“Stres sih stres tapi ya jangan bikin stres gitu dong..” Lucky yang baru masuk rumah langsung mencerocos.
“Apaan sih? Pulang sekolah bukannya ganti baju malah ngajak ribut. Lagian siapa yang stres gitu?” kulempar dia dengan bantal. Lucky berusaha menghindar. Kemudian mencoba mencari jalan di antara barang-barangku yang berserakan di lantai.
“Ya ampun kakakku udah stres sekarang tambah galak pula. Ini apa coba namanya kalau bukan stres. Koran-koran berterbaran nggak karuan.

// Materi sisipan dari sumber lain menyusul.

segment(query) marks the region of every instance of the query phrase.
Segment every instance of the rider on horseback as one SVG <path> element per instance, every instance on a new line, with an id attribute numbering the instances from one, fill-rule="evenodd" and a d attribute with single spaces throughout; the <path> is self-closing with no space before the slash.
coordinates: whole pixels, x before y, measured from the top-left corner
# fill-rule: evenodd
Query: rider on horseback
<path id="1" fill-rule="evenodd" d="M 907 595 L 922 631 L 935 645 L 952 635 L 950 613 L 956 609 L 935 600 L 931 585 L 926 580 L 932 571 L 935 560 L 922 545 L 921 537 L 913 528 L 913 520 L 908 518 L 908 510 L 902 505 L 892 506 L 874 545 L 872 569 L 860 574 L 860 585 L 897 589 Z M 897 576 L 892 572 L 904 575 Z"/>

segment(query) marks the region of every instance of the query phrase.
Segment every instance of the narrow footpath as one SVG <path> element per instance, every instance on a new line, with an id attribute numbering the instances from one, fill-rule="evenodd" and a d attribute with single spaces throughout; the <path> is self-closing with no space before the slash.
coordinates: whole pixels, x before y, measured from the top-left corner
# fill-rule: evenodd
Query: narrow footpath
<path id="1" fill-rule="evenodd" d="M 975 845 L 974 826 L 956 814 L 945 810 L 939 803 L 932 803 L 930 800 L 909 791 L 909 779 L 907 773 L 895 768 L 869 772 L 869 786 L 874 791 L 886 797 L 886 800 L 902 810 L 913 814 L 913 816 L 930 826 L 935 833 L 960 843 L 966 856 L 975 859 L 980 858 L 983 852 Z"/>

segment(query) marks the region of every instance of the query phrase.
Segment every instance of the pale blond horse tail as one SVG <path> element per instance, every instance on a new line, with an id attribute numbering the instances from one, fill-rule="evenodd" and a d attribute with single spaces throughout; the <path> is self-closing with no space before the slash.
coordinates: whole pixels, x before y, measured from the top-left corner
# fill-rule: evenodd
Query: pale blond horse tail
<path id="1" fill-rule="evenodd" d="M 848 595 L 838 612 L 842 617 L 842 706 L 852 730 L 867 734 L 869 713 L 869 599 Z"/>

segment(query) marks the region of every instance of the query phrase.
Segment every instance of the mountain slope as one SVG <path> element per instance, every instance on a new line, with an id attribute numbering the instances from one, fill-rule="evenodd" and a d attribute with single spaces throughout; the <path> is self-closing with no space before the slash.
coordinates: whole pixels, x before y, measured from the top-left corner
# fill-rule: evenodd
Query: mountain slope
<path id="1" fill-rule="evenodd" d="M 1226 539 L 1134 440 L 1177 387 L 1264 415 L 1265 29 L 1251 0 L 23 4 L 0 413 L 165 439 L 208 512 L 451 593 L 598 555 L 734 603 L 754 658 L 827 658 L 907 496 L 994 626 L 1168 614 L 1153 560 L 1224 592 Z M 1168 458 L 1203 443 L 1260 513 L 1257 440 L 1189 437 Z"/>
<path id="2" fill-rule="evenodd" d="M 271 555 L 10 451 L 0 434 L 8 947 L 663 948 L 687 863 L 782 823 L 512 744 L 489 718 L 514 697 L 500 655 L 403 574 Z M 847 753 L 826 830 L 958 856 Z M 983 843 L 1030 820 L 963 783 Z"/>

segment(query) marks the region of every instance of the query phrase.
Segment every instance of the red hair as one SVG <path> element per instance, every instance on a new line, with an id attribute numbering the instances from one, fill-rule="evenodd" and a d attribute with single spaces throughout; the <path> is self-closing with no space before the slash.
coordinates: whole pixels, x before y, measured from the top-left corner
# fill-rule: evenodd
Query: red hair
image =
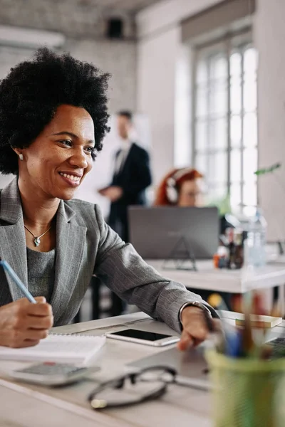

Itu toples-toples kue juga berantakan di lantai.” Kepalanya nongol dari balik pintu kamar.
“Bawel ah. Ntar juga kuberesin.”
“Awas lho kalau sampai ketahuan eyang, bisa diomelin.”
“Bodo ” kulempar lagi dengan bantal. Dia buru-buru menutup pintu kamar.
Menyebalkan. Punya dua adik selalu saja ngajak berantem. Tidak saja bentuk fisik mereka yang identik, kelakuan mereka pun identik. Mereka itu selalu kompak kalau urusan beda pendapat denganku. Kalau lagi manis, sikapnya manis banget tapi kalau lagi nyebelin, sikapnya juga nyebelin banget.
Stres? Apa iya aku stres? Jangan-jangan Lucky benar. Aku sudah sampai pada tahap stres. Selangkah lagi menuju depresi, kemudian gila. Oh tidak. Ya Tuhan aku tidak mau gila. Tapi aku kan tidak mungkin gila. Mana ada orang gila berpostur segede ini? Bukankah bentuk badanku ini terlalu sehat untuk ukuran orang gila? Namun kalau dipikir-pikir orang-orang gila itu sehat-sehat tubuhnya. Mereka kepanasan di siang hari, kedinginan di malam hari. Kadang bahkan tidak mengenakan pakaian sama sekali tapi aku belum pernah lihat ada orang gila di jalan yang masuk angin. Jadi tidak menutup kemungkinan kalau aku juga bisa gila. Ya Tuhan, aku takut gila.
Lucky sudah sampai rumah. Itu artinya sudah seharian aku rebahan di lantai ruang keluarga yang beralaskan karpet bermotif panda ini. Masih mengenakan piyama tidur bergambar doraemon. Bisa disimpulkan kalau aku belum mandi sejak bangun tidur tadi hingga sore ini.
Dengan penampilan seperti ini aku tidak bisa membela diri kalau adikku mengataiku seperti orang stres. Rambutku awut-awutan. Piyama tidur kupakai sedari semalam. Mukaku sudah pasti kumel karena belum mandi. Hidungku pun naik turun karena mencium aroma masam dari ketekku sendiri. Dan sekelilingku saat ini, seperti kapal pecah. Aku tengkurap di antara lembaran koran berserakan. Di depanku toples-toples kosong dengan kerumunan semut.